Page MenuHomePhabricator

Improve monitoring of the Kubernetes clusters
Closed, ResolvedPublic

Description

Objective

We currently have minimal monitoring of our production kubernetes clusters. Starting with 1.8 the /metrics API exists which expose CPU and memory usage. There also exists a nice aggregator starting from 1.7 called metrics server [1] that can be used as well (or in tandem). And there also exists heapster [2], an aggregator for monitoring and event data. We should investigate these solutions (and others perhaps), pick one (or more), implement and obtain graphs for our kubernetes clusters

[1] https://github.com/kubernetes-incubator/metrics-server
[2] https://github.com/kubernetes/heapster

Preamble

metrics collecting/exposing is in a state of flux in kubernetes and already has some history to deal with. Here's a description of various components/notions in no specific

cAdvisor

Project page is https://github.com/google/cadvisor

So this is a nice little go binary that runs alongside your containers on your host (as a container or a standalone daemon), usually as root (but not strictly required, metrics will just don't appear if no root privileges) and starts looking at cgroups and getting data out of them. Of course it can run as a docker container and in that case can actually query the docker daemon (it is meant to bind-mount /var/lib/docker) about stuff and expose them. It does support all container engines supposedly and bugs reports should be opened for any non supported one.

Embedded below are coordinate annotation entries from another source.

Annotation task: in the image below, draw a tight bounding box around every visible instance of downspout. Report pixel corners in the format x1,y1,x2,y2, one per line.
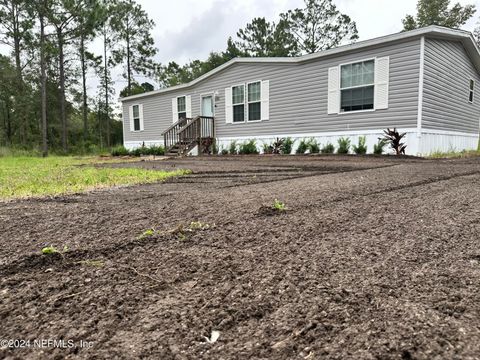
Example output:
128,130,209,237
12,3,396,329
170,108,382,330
417,36,425,154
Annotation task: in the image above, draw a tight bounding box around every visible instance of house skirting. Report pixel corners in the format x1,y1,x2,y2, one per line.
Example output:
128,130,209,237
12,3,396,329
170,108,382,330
124,128,479,156
217,128,479,156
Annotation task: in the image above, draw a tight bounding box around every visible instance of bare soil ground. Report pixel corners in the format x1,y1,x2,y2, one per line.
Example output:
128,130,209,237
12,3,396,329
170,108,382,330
0,156,480,359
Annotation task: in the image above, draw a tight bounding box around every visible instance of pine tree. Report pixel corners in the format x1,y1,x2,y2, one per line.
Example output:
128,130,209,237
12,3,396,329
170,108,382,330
280,0,358,54
402,0,476,31
111,0,157,94
235,18,298,57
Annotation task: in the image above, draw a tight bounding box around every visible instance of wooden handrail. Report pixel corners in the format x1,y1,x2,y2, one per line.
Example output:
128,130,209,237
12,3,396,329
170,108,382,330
166,116,215,154
162,118,192,136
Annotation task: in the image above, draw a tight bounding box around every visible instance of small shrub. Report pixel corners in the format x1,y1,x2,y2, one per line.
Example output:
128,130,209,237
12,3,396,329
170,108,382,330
212,141,220,155
238,140,258,155
137,229,155,240
373,139,387,155
337,137,350,154
383,128,407,155
295,139,309,154
308,138,320,154
352,136,367,155
110,145,130,156
280,137,295,155
272,199,287,211
320,143,335,154
262,143,273,154
228,140,238,155
42,246,59,255
188,221,211,231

It exposes an HTML based interface [1] and a REST API interface [2] . It supports a variety of sinks to send data to [3] or allows them to consume from it (e.g. prometheus)

cAdvisor, being a simple go project was imported into the kubernetes project and was builtin into kubelet (1 of the 2 kubernetes daemons running on every node). So every kubelet listens on port 4194 (unless disabled) and exposes the /containers endpoint (an HTML web page) and /metrics (a prometheus compatible endpoint).

We have absolutely no reason to care about cAdvisor itself as we get pretty much the full functionality of it via the kubelet. We could read the docs and implement something to talk it it's API, but IMHO this does not make much sense.

The API server (the one running on the master) exposes that information via a proxying model

Starting with kubernetes 1.7.3 (we are running 1.7.4) the information from the /metrics endpoint is transparently split into 2 endpoints. Those are:

* api/v1/nodes/<node_name>/proxy/metrics
* api/v1/nodes/<node_name>/proxy/metrics/cadvisor

For 1.7.0-1.7.2 (we don't really care, but adding it for completeness sake) only api/v1/nodes/<node_name>/proxy/metrics was exposed.

For 1.6 and earlier (production doesn't care but labs may do), both endpoints did exist but the former duplicated part of the information from the latter.

Note: The lack of trailing slashes is unfortunately important, specifying one means a 404 will be returned instead

We should have a prometheus configuration that scrapes those 2 endpoints per node, which means we will need some discovery mechanism. Prometheus does look like it has one [4]

API server and controller metrics

Since kubernetes 1.0 (at the least) the /metrics endpoint on the API server would expose metrics about itself and the controller manager daemons. It's in prometheus format and has been stable for quite a while.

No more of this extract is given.